Pendant ce temps, le chômage effectif dépasse les 25%. Le «marché du travail» devrait être apte à absorber 380’000 nouveaux entrants chaque année. Il en est fort loin. La Syrie se trouve dans une configuration proche de la Tunisie, sur ce point : une jeunesse nombreuse dont une partie importante a fait des études et dont l’emploi est incertain ou inexistant. Le 11 mai 2011, les 2000 étudiants qui manifestaient sur le campus de la ville d’Alep ont été attaqués par la police. Quant à la paupérisation extrême ou moyenne, elle touche respectivement 14% et 34% de la population.
Voilà le soubassement social de la révolte présente. Le mixte entre un pouvoir dictatorial, une répression d’une brutalité rare, une crise sociale frappant des couches de plus en plus amples fournit l’humus d’un soulèvement qui réunit des secteurs de la société et des régions comme des villes dont les observateurs pensaient que les clivages entre eux ne seraient jamais surmontés. Pour l’heure, la révolte dépasse ces «séparations», car les mutations de la société depuis la fin des années 1990 sont profondes.

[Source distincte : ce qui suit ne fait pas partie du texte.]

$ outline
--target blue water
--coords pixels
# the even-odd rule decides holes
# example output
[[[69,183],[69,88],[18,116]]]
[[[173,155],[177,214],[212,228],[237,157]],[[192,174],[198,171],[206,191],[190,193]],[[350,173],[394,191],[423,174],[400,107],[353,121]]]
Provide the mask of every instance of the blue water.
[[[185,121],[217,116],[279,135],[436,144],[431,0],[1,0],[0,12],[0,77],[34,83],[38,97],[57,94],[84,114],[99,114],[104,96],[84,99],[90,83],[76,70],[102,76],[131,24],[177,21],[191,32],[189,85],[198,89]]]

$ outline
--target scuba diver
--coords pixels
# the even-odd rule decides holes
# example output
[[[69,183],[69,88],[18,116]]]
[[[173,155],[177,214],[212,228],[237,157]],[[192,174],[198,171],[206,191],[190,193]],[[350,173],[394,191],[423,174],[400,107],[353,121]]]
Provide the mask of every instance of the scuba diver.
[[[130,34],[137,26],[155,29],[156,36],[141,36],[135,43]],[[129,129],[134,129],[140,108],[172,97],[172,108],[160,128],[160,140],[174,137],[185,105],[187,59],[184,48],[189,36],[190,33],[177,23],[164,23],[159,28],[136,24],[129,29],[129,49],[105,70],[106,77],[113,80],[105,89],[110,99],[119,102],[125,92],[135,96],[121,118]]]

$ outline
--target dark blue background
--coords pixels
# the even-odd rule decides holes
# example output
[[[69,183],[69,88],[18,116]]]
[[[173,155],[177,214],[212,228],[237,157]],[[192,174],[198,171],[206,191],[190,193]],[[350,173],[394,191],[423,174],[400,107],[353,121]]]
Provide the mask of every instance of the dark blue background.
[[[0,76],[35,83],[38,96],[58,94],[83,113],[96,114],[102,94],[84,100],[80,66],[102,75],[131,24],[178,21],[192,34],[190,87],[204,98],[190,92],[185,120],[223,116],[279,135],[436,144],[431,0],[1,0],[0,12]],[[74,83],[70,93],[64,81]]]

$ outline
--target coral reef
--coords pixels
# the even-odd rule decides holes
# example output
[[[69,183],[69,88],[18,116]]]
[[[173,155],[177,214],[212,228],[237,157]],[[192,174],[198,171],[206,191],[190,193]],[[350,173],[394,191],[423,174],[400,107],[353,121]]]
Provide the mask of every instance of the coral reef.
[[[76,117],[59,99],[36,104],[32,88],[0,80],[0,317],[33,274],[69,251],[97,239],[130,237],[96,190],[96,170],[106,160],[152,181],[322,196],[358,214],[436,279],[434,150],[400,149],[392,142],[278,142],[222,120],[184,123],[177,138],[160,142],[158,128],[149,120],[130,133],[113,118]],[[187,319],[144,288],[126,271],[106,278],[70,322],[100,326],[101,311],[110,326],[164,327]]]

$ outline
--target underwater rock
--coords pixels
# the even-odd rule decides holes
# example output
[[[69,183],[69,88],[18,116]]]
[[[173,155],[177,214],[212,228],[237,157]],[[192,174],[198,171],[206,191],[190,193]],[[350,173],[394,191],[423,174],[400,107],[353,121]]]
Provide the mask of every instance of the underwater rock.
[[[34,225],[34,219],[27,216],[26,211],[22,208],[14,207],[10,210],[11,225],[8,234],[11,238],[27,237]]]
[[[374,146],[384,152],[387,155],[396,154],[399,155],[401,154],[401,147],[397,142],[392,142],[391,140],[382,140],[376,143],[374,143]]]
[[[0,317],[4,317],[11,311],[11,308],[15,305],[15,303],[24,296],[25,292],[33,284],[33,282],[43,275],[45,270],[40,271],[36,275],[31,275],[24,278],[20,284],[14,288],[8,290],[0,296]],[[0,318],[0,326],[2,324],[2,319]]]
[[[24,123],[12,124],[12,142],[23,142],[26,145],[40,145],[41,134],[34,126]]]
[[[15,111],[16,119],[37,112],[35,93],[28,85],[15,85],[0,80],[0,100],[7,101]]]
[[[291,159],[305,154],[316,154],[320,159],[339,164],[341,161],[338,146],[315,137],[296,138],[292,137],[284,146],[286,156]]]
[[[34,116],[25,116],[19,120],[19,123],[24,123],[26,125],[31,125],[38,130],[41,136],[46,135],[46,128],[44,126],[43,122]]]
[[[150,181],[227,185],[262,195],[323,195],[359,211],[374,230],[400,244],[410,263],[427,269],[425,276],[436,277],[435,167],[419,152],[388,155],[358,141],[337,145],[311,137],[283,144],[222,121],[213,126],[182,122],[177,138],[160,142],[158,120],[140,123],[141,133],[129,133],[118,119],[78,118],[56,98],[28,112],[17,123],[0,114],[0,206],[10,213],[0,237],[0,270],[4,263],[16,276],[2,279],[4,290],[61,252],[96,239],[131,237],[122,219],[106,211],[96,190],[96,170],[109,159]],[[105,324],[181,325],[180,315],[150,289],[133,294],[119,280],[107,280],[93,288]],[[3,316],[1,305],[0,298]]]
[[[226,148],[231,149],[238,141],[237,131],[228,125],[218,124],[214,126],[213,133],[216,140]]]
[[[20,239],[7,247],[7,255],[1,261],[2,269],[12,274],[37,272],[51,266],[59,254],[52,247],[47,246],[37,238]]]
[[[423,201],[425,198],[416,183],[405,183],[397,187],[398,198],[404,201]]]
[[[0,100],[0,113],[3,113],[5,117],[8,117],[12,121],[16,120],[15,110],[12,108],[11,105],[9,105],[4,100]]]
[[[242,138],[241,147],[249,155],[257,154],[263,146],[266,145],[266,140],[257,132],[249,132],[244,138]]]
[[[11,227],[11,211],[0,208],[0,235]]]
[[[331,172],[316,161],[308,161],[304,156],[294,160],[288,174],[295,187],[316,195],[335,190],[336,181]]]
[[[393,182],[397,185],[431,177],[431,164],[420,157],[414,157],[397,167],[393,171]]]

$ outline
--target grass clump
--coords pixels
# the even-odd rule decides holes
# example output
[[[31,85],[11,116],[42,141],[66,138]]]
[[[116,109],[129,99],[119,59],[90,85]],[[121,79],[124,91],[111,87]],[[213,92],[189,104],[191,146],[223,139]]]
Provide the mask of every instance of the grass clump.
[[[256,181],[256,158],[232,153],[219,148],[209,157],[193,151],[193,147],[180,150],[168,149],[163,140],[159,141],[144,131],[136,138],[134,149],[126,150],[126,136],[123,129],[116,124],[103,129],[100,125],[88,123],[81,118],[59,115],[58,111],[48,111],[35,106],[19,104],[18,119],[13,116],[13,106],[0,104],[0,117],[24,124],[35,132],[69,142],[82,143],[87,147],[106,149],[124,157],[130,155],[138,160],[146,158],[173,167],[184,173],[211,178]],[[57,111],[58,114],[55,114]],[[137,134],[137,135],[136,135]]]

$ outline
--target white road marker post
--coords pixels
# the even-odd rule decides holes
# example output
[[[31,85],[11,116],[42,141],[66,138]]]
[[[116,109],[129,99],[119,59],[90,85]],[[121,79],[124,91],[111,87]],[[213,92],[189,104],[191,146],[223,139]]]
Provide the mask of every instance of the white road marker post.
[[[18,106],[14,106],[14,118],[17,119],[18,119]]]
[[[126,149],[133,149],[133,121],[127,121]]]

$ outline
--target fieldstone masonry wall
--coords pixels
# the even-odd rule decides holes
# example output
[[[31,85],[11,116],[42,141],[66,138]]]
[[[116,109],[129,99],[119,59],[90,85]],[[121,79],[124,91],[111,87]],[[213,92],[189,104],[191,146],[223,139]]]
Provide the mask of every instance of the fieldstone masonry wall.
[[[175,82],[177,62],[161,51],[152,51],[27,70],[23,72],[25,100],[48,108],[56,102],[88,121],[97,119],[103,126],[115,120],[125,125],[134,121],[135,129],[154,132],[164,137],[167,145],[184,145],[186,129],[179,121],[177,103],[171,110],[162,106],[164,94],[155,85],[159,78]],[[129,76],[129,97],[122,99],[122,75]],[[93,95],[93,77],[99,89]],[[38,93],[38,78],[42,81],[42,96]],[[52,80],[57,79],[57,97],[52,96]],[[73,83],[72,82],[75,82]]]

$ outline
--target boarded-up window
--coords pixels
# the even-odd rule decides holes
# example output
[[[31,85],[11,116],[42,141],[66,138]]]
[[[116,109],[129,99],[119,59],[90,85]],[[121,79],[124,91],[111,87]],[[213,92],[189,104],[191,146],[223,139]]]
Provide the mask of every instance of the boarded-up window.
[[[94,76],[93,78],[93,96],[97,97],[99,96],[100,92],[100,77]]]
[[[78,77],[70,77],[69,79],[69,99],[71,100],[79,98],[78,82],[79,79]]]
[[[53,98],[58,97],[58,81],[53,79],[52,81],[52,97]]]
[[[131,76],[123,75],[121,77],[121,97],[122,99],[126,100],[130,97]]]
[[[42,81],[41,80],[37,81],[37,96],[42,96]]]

4.- Le régime d’Hafez al-Assad a pendant longtemps joué la carte d’un «anti-impérialisme» et de l’«anti-sionisme», afin de susciter une «adhésion nationale». Or, depuis 1974, ce régime n’a jamais franchi la moindre ligne rouge dans le conflit avec Israël. La démagogie sur la question palestinienne a donné lieu, en Syrie, à un trait d’esprit. Il résume bien le fond de la politique du clan Assad-Makhlouf: «Le pouvoir adore la Palestine, mais abhorre les Palestiniens.» Ce que le régime du père a démontré en 1976 au Liban. La crainte du gouvernement Netanyahou face à la «déstabilisation» en Syrie confirme cette opinion.

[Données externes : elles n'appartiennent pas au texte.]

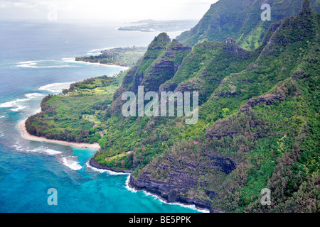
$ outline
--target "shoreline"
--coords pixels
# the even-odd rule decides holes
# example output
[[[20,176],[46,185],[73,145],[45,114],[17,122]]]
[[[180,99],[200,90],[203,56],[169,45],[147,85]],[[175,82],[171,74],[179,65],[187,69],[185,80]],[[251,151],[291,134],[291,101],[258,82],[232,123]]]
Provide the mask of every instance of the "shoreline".
[[[194,204],[188,204],[188,203],[183,203],[178,201],[172,201],[169,202],[165,198],[162,197],[160,194],[155,194],[152,192],[149,192],[146,189],[137,189],[135,188],[134,185],[132,185],[132,182],[131,181],[132,179],[132,170],[119,170],[114,168],[108,167],[107,166],[101,165],[98,163],[97,161],[95,161],[92,157],[91,157],[87,162],[87,166],[91,169],[92,169],[95,171],[100,172],[102,171],[106,171],[109,172],[110,175],[127,175],[128,178],[126,180],[126,188],[129,191],[131,191],[132,192],[137,192],[137,191],[142,191],[144,192],[146,195],[151,195],[152,196],[156,197],[161,202],[163,202],[164,204],[169,204],[169,205],[178,205],[182,207],[188,208],[191,209],[196,210],[198,212],[201,213],[210,213],[210,210],[205,208],[201,208],[197,206]]]
[[[76,61],[75,57],[66,57],[66,58],[63,58],[62,60],[65,62],[78,62],[78,63],[80,62],[80,63],[85,63],[85,64],[92,64],[92,65],[103,66],[103,67],[119,67],[119,68],[123,69],[124,71],[126,71],[130,68],[129,67],[127,67],[127,66],[121,66],[121,65],[117,65],[102,64],[102,63],[99,63],[99,62],[85,62],[85,61]]]
[[[38,113],[38,111],[37,111]],[[90,148],[90,149],[95,149],[95,150],[100,150],[101,149],[101,147],[97,143],[74,143],[74,142],[67,142],[67,141],[62,141],[62,140],[50,140],[47,139],[44,137],[38,137],[35,135],[31,135],[26,128],[26,121],[27,119],[24,119],[22,121],[20,121],[18,124],[18,128],[21,132],[22,138],[27,140],[30,141],[37,141],[37,142],[44,142],[44,143],[55,143],[55,144],[59,144],[59,145],[68,145],[70,147],[75,147],[75,148]]]

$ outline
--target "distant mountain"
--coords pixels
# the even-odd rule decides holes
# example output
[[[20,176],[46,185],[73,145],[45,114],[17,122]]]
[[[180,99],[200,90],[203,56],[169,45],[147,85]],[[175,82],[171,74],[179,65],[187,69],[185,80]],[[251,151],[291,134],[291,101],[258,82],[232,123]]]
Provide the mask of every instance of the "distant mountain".
[[[119,31],[132,31],[142,32],[172,32],[181,31],[190,29],[194,26],[198,21],[192,20],[172,20],[172,21],[154,21],[143,20],[137,22],[137,26],[121,27]]]
[[[257,1],[241,1],[242,10],[255,9]],[[235,7],[230,2],[221,0],[215,6]],[[289,7],[289,1],[277,2],[279,8],[274,4],[272,11]],[[192,48],[162,33],[117,77],[89,79],[74,84],[65,96],[46,97],[43,113],[27,121],[27,130],[53,135],[58,124],[61,131],[55,135],[60,140],[98,142],[102,149],[90,164],[129,171],[130,186],[169,202],[218,212],[319,213],[320,14],[310,8],[310,1],[302,3],[294,16],[261,30],[257,47],[247,39],[252,50],[223,30],[222,41],[203,40]],[[215,13],[225,15],[223,9]],[[238,22],[223,24],[240,26],[227,29],[238,35],[251,26],[265,26]],[[187,116],[124,117],[122,94],[137,95],[139,86],[158,94],[198,92],[198,121],[187,125]],[[78,118],[70,118],[75,109],[62,108],[57,99],[75,106]],[[78,124],[63,129],[75,121]],[[70,135],[73,131],[80,133]],[[261,203],[263,189],[271,192],[270,206]]]
[[[303,0],[220,0],[203,16],[199,23],[177,37],[183,44],[193,46],[204,40],[223,41],[235,39],[247,50],[257,48],[272,23],[298,13]],[[271,6],[271,21],[261,20],[261,6]],[[311,0],[311,7],[320,13],[320,1]]]

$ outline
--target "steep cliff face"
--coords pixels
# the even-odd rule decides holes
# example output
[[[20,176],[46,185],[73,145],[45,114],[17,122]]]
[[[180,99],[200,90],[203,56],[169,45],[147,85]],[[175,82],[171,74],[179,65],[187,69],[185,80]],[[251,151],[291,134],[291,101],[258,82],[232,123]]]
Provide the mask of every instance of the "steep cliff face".
[[[171,41],[165,33],[156,36],[144,57],[127,72],[122,85],[115,92],[114,101],[107,110],[109,115],[121,112],[124,103],[121,96],[124,92],[137,94],[138,87],[144,86],[146,92],[157,92],[161,84],[174,76],[183,58],[191,51],[191,47],[176,40]]]
[[[176,143],[132,176],[132,187],[169,201],[207,206],[211,211],[319,210],[313,201],[320,177],[309,157],[318,158],[311,144],[316,143],[319,133],[312,128],[319,118],[311,113],[317,111],[314,105],[319,97],[313,84],[319,82],[320,17],[304,3],[297,16],[270,26],[256,59],[244,70],[223,78],[202,105],[203,122],[209,114],[220,119],[207,124],[206,140],[196,136]],[[191,59],[206,62],[196,54],[197,48],[212,50],[217,43],[213,44],[196,45],[175,77],[161,89],[173,86]],[[250,54],[233,40],[219,45],[227,53]],[[191,78],[179,78],[176,87],[188,90],[186,81],[204,79],[201,74]],[[188,133],[199,128],[193,127]],[[304,162],[306,169],[299,165]],[[313,177],[307,177],[311,170]],[[306,186],[309,180],[310,187]],[[276,195],[272,206],[260,204],[260,192],[265,187]],[[299,200],[308,204],[304,207],[294,201],[302,194],[305,197]]]
[[[260,45],[272,23],[289,16],[295,16],[303,0],[255,1],[220,0],[213,4],[199,23],[177,38],[184,44],[194,45],[203,40],[223,41],[228,37],[237,40],[247,50]],[[262,21],[260,9],[263,4],[271,6],[271,21]],[[320,3],[311,1],[311,7],[320,12]]]
[[[197,91],[203,103],[225,76],[245,69],[257,58],[262,48],[247,51],[231,38],[196,45],[184,58],[174,77],[160,86],[160,91]]]

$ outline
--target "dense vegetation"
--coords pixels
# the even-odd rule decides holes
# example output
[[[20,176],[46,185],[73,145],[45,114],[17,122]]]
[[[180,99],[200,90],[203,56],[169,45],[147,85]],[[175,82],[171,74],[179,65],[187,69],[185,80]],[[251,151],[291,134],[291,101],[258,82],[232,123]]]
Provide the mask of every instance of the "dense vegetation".
[[[102,50],[99,55],[75,57],[76,61],[131,67],[142,57],[146,48],[144,47],[117,48]]]
[[[279,2],[289,1],[301,4]],[[296,16],[270,25],[252,50],[228,37],[191,49],[161,33],[117,77],[89,79],[46,97],[27,129],[46,136],[68,129],[59,139],[97,141],[96,161],[132,170],[133,186],[169,200],[215,211],[319,212],[319,30],[320,15],[306,0]],[[122,94],[137,93],[140,85],[146,92],[198,91],[199,121],[124,117]],[[103,92],[110,94],[105,100]],[[260,204],[264,188],[272,192],[271,206]]]
[[[259,47],[272,23],[298,13],[303,0],[220,0],[211,5],[200,22],[177,39],[191,46],[203,41],[224,41],[230,37],[240,47],[253,50]],[[271,6],[271,21],[262,21],[261,6]],[[311,8],[320,13],[320,1],[311,0]]]

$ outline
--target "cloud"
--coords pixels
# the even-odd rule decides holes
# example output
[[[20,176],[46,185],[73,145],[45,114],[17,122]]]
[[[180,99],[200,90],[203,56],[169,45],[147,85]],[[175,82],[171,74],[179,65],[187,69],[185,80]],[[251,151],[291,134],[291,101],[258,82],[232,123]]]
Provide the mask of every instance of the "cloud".
[[[61,20],[114,20],[132,21],[139,19],[199,19],[218,0],[14,0],[1,1],[0,15],[10,17],[46,19],[48,6],[56,6]],[[19,10],[20,9],[20,10]],[[24,9],[23,11],[21,10]],[[33,15],[34,11],[39,11]],[[41,13],[42,12],[42,14]]]

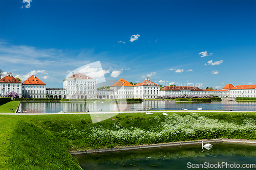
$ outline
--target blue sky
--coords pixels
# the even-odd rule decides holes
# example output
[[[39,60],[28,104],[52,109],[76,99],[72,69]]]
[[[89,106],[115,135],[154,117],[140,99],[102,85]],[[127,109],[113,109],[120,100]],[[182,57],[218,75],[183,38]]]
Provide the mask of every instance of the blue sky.
[[[255,84],[255,1],[1,0],[0,69],[47,88],[98,61],[108,81]]]

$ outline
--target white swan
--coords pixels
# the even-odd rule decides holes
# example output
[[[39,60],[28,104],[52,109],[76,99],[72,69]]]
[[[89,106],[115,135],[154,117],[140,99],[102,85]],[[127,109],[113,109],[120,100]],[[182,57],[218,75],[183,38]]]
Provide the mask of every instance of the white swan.
[[[202,141],[202,148],[204,147],[205,149],[209,150],[210,149],[210,147],[212,147],[212,145],[210,144],[210,143],[206,143],[205,145],[204,145],[204,141]]]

Certains oublient que la Syrie a participé militairement à la guerre «La Tempête du désert», en 1991, sous direction des Etats-Unis. En contrepartie, elle a reçu des fonds des Etats pétroliers du Golfe et elle y a envoyé des travailleurs. Ce qui réduisait le chômage et lui permettait de recevoir des devises. Les relations avec la dictature iranienne – que certains aveugles caractérisent d’anti-impérialiste – reposent sur des intérêts financiers. Par contre, quelques ignorants qui, suite à un voyage de solidarité(s) au Liban, classaient le Hezbollah parmi les forces «anti-impérialistes» feraient bien de lire le message du poète égyptien Ahmad Fouad Nagm, favorable au Hezbollah. Il dénonce le silence d’Hassan Nasrallah face aux massacres en Syrie (Jadaliyya, 15 mai 2011).

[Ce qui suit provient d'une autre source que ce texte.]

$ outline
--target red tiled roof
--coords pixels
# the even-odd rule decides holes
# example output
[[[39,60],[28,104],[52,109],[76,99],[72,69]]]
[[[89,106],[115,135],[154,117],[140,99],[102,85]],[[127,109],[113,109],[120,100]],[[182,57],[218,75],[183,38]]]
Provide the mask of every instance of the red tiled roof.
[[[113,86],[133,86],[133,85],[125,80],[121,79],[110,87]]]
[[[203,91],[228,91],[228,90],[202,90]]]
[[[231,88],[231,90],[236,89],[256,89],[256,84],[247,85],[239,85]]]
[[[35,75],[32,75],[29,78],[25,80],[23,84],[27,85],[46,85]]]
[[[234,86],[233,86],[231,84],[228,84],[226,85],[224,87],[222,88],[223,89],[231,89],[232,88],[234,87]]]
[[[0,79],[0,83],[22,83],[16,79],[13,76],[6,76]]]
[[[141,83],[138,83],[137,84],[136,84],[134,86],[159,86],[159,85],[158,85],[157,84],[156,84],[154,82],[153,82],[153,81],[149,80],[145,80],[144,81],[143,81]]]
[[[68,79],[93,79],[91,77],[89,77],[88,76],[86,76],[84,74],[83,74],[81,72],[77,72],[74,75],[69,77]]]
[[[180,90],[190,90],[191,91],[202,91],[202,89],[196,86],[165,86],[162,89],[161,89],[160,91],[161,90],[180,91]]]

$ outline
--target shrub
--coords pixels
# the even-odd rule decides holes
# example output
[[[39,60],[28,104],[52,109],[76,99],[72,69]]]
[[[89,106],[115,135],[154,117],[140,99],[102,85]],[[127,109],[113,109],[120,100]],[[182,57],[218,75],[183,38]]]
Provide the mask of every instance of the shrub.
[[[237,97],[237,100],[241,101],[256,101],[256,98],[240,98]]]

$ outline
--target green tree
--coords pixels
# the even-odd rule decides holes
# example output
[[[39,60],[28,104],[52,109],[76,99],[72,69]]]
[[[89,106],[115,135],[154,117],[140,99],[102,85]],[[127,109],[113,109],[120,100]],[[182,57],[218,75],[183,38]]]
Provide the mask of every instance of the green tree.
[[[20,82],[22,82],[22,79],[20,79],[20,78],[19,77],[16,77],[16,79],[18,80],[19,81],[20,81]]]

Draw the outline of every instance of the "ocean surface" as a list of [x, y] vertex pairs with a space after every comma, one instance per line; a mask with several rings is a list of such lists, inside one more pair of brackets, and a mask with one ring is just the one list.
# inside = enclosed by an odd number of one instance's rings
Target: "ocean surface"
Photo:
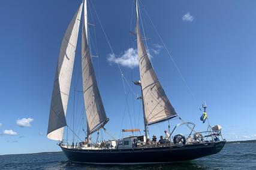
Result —
[[109, 166], [73, 163], [62, 153], [0, 156], [0, 169], [256, 169], [256, 143], [227, 144], [215, 155], [169, 165]]

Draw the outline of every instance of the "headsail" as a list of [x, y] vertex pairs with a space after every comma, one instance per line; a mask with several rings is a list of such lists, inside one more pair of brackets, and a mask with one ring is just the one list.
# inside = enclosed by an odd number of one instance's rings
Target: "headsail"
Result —
[[83, 4], [68, 25], [61, 44], [48, 123], [47, 137], [62, 140]]
[[109, 120], [98, 88], [88, 44], [87, 9], [85, 2], [82, 39], [82, 69], [83, 98], [88, 123], [88, 135], [102, 128]]
[[138, 1], [136, 1], [137, 42], [144, 119], [149, 125], [177, 115], [155, 73], [140, 32]]

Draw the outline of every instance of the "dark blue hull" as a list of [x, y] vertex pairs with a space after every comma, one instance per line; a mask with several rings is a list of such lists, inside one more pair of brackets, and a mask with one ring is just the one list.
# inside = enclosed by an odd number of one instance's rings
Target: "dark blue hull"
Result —
[[225, 141], [186, 145], [183, 147], [157, 147], [123, 150], [80, 150], [61, 146], [72, 162], [95, 164], [164, 163], [189, 160], [216, 154]]

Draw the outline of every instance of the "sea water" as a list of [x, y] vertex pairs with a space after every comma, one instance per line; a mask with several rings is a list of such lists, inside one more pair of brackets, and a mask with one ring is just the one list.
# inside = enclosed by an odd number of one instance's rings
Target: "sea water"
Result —
[[54, 152], [2, 155], [0, 156], [0, 169], [256, 169], [256, 143], [227, 144], [216, 154], [169, 165], [77, 164], [69, 162], [64, 153]]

5.- Les analyses dominantes et impérialistes de cette région sont une fois de plus mises en échec par le soulèvement en Syrie. Une énumération suffit. 1° Les régimes «autoritaires» seraient durables. 2° La «démocratisation» ne correspond pas aux «caractéristiques culturelles du monde arabe». 3° La population est passive et anesthésiée par la peur ou les effets de la rente pétrolière. 4° Le seul acteur politique alternatif serait «le fondamentalisme islamique». 5° La dimension «arabe» est inexistante, bien que l’on parle de «contagion» (ce qui n’implique pas des différences entre pays et régimes, cela va de soi). Tout cela s’écroule.
Aujourd’hui, l’insurrection populaire en Syrie – face à un pouvoir massacreur – est décisive pour toute la région. L’essentiel de la population a refusé «le dialogue national». La dictature de Bachar al-Assad doit tomber. Le mouvement de solidarité en Egypte, au Liban, en Tunisie est très important. Celui dans les pays impérialistes doit, enfin, être à la hauteur du courage d’un peuple, sur la durée.
Le Syrie a attendu le 11 mai 2011 pour retirer sa candidature au Conseil des droits de l’homme qui siège à Genève! Son expulsion doit être confirmée jusqu’à la chute de Bachar al-Assad.